Ajay Anand, Pedro Fernandez
Department of Data Science, UR
Kate May, Na Liu
City of Rochester
The City of Rochester has hundreds convenience stores and liquor stores. There is a thought that certain types of crime might be higher in the areas surrounding these stores. Additionally, we explored vacant land parcels, to look into the broken window theory – if there are visible signs of crime/disorder, it will increase rater of crime. If there is supporting evidence of this these ideas, policing policies may be changed to better protect the people of Rochester.
The City of Rochester has lots of available data surrounding crime statistics. Using this data, we want to identify if there is a relationship between part 1 crime in the city and the location of convenience stores or liquor stores. To accomplish this, we established the following definitions to ensure uniformity throughout the process:
Part 1 Crime: Murder, manslaughter, robbery, aggravated assault, burglary, motor vehicle theft
Convenience Store: Typically less than 5,000 square feet and sells a range of everyday items
Liquor Store: Exclusively sells liquor and wine
The objective is to build a model to provide further insight to crime in the city of Rochester and create a visualization of crime patterns across the city & locations of convenience stores, as well as vacant structures.
- Combine crime data with convenience and liquor stores data.
- Develop an interpretation of crime severity scale based on the City of Rochester crime dataset. Establish clear definitions for what qualifies as convenience or liquor store.
- Obtain geospatial data and map data to provide further insight with visualization.

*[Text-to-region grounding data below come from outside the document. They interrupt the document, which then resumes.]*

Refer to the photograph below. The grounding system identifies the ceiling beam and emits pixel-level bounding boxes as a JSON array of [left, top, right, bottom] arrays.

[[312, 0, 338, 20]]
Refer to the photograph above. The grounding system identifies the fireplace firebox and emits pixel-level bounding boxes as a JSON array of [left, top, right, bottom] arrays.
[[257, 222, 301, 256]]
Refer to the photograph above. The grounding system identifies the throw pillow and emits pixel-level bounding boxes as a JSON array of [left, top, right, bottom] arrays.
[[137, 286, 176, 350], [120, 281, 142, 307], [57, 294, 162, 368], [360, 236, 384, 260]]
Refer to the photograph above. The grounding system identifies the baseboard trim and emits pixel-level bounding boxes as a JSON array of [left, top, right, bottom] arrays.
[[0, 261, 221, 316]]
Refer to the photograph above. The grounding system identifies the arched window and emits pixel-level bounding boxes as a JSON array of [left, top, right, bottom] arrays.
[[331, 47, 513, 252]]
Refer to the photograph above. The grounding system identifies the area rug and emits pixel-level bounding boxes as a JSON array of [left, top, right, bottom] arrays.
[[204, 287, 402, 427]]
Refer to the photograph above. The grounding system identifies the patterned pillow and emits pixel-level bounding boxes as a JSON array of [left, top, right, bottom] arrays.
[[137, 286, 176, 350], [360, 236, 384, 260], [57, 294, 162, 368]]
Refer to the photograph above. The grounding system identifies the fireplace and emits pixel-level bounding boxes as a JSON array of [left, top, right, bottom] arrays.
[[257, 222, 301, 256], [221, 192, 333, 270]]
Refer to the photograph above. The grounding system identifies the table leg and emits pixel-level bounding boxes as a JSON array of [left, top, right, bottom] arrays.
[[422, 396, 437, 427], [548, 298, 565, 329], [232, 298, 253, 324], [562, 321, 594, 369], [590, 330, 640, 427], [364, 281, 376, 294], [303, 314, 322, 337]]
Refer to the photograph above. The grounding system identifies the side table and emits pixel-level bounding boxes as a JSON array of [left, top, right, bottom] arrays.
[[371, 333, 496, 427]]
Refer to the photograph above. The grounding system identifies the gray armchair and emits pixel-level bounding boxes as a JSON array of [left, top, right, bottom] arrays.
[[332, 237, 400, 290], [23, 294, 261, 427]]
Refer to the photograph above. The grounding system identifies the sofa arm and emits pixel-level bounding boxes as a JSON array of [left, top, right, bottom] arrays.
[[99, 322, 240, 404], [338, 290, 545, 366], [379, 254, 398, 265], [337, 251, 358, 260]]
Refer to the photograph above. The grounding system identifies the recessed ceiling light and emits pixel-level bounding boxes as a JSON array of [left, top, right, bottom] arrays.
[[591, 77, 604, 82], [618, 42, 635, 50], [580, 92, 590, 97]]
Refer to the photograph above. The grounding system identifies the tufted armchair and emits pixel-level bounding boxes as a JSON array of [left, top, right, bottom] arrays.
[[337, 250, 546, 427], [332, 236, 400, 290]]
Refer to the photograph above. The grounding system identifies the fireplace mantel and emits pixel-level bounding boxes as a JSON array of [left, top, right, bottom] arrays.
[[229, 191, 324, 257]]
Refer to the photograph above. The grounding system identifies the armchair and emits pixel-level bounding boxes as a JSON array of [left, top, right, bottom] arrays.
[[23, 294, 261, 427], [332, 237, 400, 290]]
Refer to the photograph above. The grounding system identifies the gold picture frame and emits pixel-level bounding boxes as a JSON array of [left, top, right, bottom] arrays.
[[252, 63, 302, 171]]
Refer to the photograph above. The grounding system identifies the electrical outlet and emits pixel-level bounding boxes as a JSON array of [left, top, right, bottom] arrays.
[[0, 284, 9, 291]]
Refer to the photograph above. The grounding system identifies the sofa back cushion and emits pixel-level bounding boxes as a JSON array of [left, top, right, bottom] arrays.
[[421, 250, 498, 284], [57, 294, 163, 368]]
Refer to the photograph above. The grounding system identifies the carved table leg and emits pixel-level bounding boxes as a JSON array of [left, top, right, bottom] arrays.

- Build model to provide insight into crime across the city of Rochester.
Description of Datasets
The first data set we used was the open data portal from the City of Rochester. It contains information on just over 104,000 crimes from approximately the last 10 years. The key information we needed was the crime description and location for calculating distances to stores.
The next data source we used was from the NYS retail food store database. This contains the location of all food-selling stores in New York, along with square footage which was critical for our filtering of convenience stores which were determined to have a square footage approximately 5,000ft or less. There are over 28,300 entries which we filtered by the store type code in the dataset to only include food and miscellaneous selling stores. Then we used the filter to select stores from Rochester and trim any that didn’t fit in our provided shape file. Lastly, we sorted by square footage and removed all stores with greater than 5,000ft that were not obvious exceptions such as a larger CVS.
Next was the liquor data, which was acquired in the same way as the convenience store data. We filtered the 50,000 entries to only stores that sold liquor. Then we filtered to just Rochester and used the shapefile to trim any extraneous entries.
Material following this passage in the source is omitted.